What first made you love computer science and engineering?

For me, it was when I wrote my first program in college. Solving a problem with code was a new experience for me and the thrill of having my code compile successfully and get the result I was expecting sold me. I also really loved debugging code and the learning that came from identifying a problem and solving it.
What is one quality that you think every leader should have in order to generate impact, and lead effectively?
Vulnerability ⁠— I will never have all the answers and being open to learning from others and demonstrating that vulnerability is something I believe creates a psychologically safe environment where everyone can be their authentic self.

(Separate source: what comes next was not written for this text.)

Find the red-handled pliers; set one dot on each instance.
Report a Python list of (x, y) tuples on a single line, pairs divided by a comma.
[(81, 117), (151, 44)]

What does a typical day entail for you as CTO?
I spend a lot of my day with my leaders and teams doing everything I can to unblock/remove impediments.
You've led tech teams for several major retail companies, from Nike to Nordstrom. What are some of the most interesting tech challenges B2C businesses face?
Most B2C businesses are trying to remain competitive and relevant with all of the options customers have. I believe that the most interesting tech challenges include creating platforms and capabilities that can move at the speed required to respond and adapt to customer needs. I'm also a big believer in transforming ways of working to be more focused on value streams and outcomes.
With that in mind, how do you stay close to the needs of your customers at Zulily?
Our customer is 'Mom' and as a mom, I am a customer and spend a lot of time engaging with our experiences and providing feedback to our teams. I also receive all of our customer feedback and participate in the research we do to understand what Mom wants and needs. We also have a very strong experimentation culture and do a lot of testing and learning.
What advice do you have for anyone without a traditional tech background who's looking to break into the industry?
I would recommend finding someone to connect with to learn more about the roles and what most interests you. There are a lot of meet-ups and free conferences to learn about the industry, too. Then you can decide which classes, bootcamps, or other training you can take to learn more. Ada Developers Academy is also a fantastic path to take.
Who’s one woman or nonbinary person whose name you’d like to drop and why?
Heidi Robinson — we worked together at Nordstrom and I have learned so much from her. She challenged me and helped me grow and is someone I continue to lean on when I need to make tough decisions.
What's the most fun, helpful, or interesting thing you've purchased during the last year?
I do a lot of reading and the book I'm most excited about right now, which definitely has been helpful, is Jon Smart's book Sooner Safer Happier.